Yogyakarta dalam Bayang-bayang Darurat Sampah
Pengelolaan sampah di Daerah Istimewa Yogyakarta berada di ambang kedaruratan. Tempat Pengolahan Sampah Terpadu Piyungan sudah kelebihan beban.
Pengelolaan sampah di Daerah Istimewa Yogyakarta berada di ambang kedaruratan. Tempat Pengolahan Sampah Terpadu Piyungan sudah kelebihan beban. Sementara pengadaan teknologi pengolahan sampah masih membutuhkan waktu panjang.
Maryono (53) masih mengingat pemandangan tak mengenakkan yang ia saksikan di sekitar Tempat Pengolahan Sampah Terpadu (TPST) Piyungan (tempat penampungan sebagian besar sampah provinsi), Kabupaten Bantul, Daerah Istimewa Yogyakarta (DIY), Maret 2019. Saat itu, puluhan kendaraan pengangkut sampah berderet di sekitar TPST Piyungan hingga membentuk antrean sepanjang 1,5 kilometer.
Bau busuk menyebar hingga ke rumah warga dan lindi atau tetesan air limbah sampah mengotori jalanan kampung sekitar TPST Piyungan. ”Antrean panjang kendaraan itu sangat mengganggu masyarakat sekitar,” kata Maryono, perwakilan paguyuban warga sekitar TPST Piyungan, Kamis (12/9/2019).
Antrean panjang itu terjadi karena kondisi dermaga di TPST Piyungan tidak lagi memadai sehingga proses pembongkaran sampah pun berlangsung lambat. Dermaga adalah istilah untuk menyebut jalan yang menghubungkan jalan utama di TPST Piyungan dan lokasi pembongkaran sampah.
Panjangnya antrean kendaraan pengangkut sampah yang menyebabkan berbagai persoalan itu membuat warga sekitar TPST Piyungan menjadi kesal.

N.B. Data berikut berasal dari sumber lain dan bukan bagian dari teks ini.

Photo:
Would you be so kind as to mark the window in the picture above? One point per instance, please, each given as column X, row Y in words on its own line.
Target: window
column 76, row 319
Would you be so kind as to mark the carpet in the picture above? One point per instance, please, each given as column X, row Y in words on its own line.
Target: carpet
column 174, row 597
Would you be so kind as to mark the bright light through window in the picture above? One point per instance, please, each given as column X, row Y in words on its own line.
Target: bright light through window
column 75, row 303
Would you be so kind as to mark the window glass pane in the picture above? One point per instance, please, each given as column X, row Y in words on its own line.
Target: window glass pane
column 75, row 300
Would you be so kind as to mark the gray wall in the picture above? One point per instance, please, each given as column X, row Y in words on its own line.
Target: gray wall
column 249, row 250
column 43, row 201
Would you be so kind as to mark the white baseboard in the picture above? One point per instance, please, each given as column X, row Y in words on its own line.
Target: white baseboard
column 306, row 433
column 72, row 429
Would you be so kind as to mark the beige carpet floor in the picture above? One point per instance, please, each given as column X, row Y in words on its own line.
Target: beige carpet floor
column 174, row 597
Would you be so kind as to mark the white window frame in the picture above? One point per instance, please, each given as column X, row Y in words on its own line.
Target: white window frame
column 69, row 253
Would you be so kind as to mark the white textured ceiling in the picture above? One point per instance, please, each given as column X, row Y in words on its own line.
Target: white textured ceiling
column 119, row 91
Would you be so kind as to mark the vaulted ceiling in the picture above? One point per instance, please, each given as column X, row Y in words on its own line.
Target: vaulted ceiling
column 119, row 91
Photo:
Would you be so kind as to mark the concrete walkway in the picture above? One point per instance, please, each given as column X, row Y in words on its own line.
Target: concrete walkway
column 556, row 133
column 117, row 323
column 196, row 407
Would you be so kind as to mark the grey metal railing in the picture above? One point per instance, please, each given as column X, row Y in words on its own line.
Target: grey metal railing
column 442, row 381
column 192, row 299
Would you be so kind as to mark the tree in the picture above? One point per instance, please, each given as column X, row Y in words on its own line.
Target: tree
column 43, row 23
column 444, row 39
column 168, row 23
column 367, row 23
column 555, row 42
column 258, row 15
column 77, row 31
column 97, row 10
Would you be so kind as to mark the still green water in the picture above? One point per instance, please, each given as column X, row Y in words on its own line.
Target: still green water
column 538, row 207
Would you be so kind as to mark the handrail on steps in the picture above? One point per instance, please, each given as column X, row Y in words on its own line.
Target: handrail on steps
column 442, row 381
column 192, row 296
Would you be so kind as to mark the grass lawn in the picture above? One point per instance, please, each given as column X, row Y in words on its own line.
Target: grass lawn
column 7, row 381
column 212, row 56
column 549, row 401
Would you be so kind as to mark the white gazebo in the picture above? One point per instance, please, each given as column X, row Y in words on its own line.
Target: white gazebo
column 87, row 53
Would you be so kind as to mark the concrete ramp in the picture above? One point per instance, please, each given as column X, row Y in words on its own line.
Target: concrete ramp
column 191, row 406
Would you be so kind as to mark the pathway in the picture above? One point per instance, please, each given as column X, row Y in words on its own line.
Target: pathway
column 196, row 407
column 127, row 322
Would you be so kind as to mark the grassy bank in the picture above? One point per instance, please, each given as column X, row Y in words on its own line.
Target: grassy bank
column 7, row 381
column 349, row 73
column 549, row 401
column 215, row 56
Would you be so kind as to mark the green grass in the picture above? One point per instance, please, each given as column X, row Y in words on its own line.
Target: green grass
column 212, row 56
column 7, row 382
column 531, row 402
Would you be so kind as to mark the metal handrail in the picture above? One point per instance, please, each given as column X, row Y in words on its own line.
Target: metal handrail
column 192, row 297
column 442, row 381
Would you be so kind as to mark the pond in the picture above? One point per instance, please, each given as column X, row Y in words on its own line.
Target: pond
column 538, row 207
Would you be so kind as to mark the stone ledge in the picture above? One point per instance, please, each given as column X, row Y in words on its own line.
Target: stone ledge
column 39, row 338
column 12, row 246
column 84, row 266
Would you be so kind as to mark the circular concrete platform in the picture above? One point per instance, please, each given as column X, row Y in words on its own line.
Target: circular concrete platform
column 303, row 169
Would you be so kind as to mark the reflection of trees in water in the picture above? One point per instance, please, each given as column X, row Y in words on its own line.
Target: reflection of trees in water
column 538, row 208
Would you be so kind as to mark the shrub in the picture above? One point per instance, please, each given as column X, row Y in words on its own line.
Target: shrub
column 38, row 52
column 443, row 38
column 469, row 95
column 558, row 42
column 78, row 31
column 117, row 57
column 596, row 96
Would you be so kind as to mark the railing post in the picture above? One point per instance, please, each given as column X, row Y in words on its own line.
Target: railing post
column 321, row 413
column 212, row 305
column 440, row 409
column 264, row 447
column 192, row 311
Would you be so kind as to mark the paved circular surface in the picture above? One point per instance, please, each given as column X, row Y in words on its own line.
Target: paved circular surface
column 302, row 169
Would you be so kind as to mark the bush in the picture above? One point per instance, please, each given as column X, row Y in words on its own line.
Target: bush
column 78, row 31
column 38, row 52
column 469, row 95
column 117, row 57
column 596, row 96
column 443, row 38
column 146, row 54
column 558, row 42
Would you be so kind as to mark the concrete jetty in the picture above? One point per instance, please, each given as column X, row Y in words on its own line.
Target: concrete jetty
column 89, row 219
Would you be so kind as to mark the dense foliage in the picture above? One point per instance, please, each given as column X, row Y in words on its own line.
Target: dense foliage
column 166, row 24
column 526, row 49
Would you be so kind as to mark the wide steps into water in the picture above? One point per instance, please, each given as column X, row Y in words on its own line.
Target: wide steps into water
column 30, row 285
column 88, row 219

Mereka lalu memutuskan menutup jalan menuju TPST Piyungan selama lima hari, yakni pada 24-28 Maret 2019. Dampaknya terjadi penumpukan sampah di sejumlah wilayah DIY. Langkah penutupan itu merupakan puncak dari berbagai persoalan yang terjadi di TPST Piyungan selama ini.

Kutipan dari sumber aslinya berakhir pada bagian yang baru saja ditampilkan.